Views and news on peace, justice and reconciliation in Africa




Up for grabs?

By Boanaventura K. Lemana (1,439 Words)

Foreigners are moving into Mozambique in droves-attracted by cheap and fertile land - and the fuzzy regulations surrounding its acquisition. Ordinary Mozambicans complain that the land-grabbing craze has left them despondent strangers in their own country - but are too timid to act. They accuse the government of letting the wolves loose on them.

To go through the international media's coverage of Mozambique is to come head on with despondency and ridicule. Sample the following headlines from British, American and Canadian publications: "Mozambique for sale ; Thieves steal Maputo Airport's lights; Boar farmers stream into Mozambique".

The respected London-based publication, New African recently carried a letter to the editor by a Welshman who worked in Mozambique bemoaning the death of democracy in the country under Frelimo and Renamo chieftains.

To be sure, the current Mozambican government has forgotten the electorate and largely serves the interests of Frelimo, the ruling party, and , in equal measure, those of latter-day fortune-hunters insearch of loot and booty.

The thousands upon thousands of foreigners who are settting base in Mozambique are driven by the instinct of acquisistion that largely stems from the belief that Mozambique's leadership is corrupt and therefore the country is up for grabs.

For them, Mozambique is a new frontier to be looted and, like American frontiersmen in the 1800s, they are rewarded with large tracts of fertile land - snapped up from the very noses of native Mozambicans.

To take away land from the natives and sell it to foreigners is to deny the poor in Mozambique their first right to a livelihood.
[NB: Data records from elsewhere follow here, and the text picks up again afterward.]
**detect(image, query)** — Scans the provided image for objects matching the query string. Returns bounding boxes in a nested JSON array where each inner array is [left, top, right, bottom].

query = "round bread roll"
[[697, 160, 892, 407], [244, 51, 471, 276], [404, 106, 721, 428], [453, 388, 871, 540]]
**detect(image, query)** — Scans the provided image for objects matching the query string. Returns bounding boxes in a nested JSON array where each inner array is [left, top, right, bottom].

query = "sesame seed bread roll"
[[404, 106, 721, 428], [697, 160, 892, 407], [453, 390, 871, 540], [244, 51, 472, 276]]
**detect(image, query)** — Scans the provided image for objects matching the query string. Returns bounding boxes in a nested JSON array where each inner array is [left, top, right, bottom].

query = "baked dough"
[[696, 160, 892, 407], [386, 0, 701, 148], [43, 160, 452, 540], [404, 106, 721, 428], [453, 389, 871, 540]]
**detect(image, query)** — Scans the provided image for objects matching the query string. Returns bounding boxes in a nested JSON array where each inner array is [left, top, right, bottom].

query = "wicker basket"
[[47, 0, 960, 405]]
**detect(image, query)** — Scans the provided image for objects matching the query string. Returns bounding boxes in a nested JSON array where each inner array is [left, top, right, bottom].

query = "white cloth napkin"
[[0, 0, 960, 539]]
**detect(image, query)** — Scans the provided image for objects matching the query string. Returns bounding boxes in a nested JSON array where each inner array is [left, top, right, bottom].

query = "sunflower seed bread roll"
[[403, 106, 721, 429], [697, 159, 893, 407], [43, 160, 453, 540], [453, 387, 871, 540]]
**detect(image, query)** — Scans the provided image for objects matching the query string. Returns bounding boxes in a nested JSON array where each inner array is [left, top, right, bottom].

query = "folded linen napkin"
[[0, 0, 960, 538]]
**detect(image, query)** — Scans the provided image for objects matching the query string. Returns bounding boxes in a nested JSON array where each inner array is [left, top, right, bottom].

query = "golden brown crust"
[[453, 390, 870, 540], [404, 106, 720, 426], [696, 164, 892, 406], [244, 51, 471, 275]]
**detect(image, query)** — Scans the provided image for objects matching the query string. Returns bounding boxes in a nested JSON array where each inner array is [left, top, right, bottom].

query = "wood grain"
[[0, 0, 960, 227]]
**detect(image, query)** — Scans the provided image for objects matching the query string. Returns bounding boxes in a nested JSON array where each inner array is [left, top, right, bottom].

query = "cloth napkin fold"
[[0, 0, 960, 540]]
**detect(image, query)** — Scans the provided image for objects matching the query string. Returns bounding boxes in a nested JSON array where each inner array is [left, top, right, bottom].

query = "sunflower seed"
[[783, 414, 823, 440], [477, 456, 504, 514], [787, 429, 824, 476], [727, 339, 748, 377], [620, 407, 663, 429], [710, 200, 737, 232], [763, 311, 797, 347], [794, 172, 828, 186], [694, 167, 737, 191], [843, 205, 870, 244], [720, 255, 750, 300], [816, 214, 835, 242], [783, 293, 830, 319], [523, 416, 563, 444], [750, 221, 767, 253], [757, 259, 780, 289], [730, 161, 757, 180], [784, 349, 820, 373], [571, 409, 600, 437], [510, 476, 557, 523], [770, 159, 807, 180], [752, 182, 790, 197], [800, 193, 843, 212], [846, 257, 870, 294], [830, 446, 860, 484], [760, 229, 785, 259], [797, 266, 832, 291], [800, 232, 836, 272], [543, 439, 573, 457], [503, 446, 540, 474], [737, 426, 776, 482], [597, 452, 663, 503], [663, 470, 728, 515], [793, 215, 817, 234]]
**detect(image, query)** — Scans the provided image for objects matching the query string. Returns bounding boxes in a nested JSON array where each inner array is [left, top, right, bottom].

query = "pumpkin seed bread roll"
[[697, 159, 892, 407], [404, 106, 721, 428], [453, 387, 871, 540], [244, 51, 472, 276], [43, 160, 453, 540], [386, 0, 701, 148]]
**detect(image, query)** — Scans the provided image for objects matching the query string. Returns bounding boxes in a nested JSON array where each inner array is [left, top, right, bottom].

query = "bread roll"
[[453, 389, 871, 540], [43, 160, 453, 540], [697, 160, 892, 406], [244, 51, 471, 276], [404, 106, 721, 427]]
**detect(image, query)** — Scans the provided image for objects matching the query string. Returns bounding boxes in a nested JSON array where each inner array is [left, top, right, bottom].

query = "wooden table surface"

Land has been a communal resource in this country and the move towards making it a private resource is turning Mozambicans strangers in their own country.

The white farmers - Mozambique's new "frontiersmen" from South Africa - are flocking into the country, especially the northern province of Niassa, as a result of an agreement reached between the government of Mozambique and South Africa.

Some people are worried that the white settlers in Mozambique are running away from the Mandela-led government in South Africa. Such talk as "lions and sheep are not meant to live together" -attributed the settlers - lends credence to the belief that the whites have not shed their supremacist jingoism yet.

Does Mozambique really need such "investors" who are cloaked in racial bigotry from head to toe? And is it far-fetched to imagine that such people could one day start demanding a white homeland in Mozambique? Already, some Mozambicans are murmuring that some privatised companies give preference to white employees. Indeed, such signs as, "Private beach, natives not allowed" are not uncommon. in Mozambique's 2,500-mile coastline. When Mozambicans ask for some explanation, property owners wave their land titles deeds.

Even after the peaceful transition in South Africa to a multi-racial society, lots of Afrikaners still clamour for a separate white state in South Africa. Could this be the reason the Mandela government is trying to export them to Mozambique? It behoves the government of Joachim Chissano to weigh carefully the advantages of bringing in droves of Afrikaner farmers to the country against the long-term damage this will do the country.

Another disquieting issue concerns police brutality. A pity that the government seems unmoved by prevalent misuse of police powers - an issue that could easily blow out of hand and re-ignite civil strife. Mozambican police, far from protecting people and property, have become torturers, maiming and even killing at the slightest excuse.

Police stations and prisons have become torture and/or death chambers. Little wonder, Mozambicans prefer to give the police such a wideberth! At a soccer match at Manava Stadium in Maputo last July, for instance, police clubbed an excited spectator to death.

Despite the picture of a country wallowing in desperation, there is some hope yet for Mozambique. Not all is lost. But that light at the end of the tunnels needs to be taken good care of lest it flickers out. This will require that the current leadership must commit itself to placing the interest of the country before that of the party and the individual.

Foreign investments are, to be sure crucial to the country's development. But foreign investors must not be allowed to ride roughshod over the native Mozambican's rights as is happening at present.

A free market economy must not be equated with the sort of Wild West laissez-faire that is being witnessed in the country. Free market economics must also ensure there are real freedoms for the Mozambicans particularly the right to ownership and compensation if they agree to sell what they own.

As for the policeforce, there are far too many unqualified officers whose only training seems to be knowing how to fire an AK-47 assault rifle aimlessly. A good starting point would be to train the police officers and remove the bad apples from their midst.

There is a lesson to be learnt from the African proverb that, "It takes a village to raise a child". It will take Mozambicans of all backgrounds - Frelimo and opposition; white and black - to develop a plan of action to stem the problem of land grabbing in Mozambique by foreigners.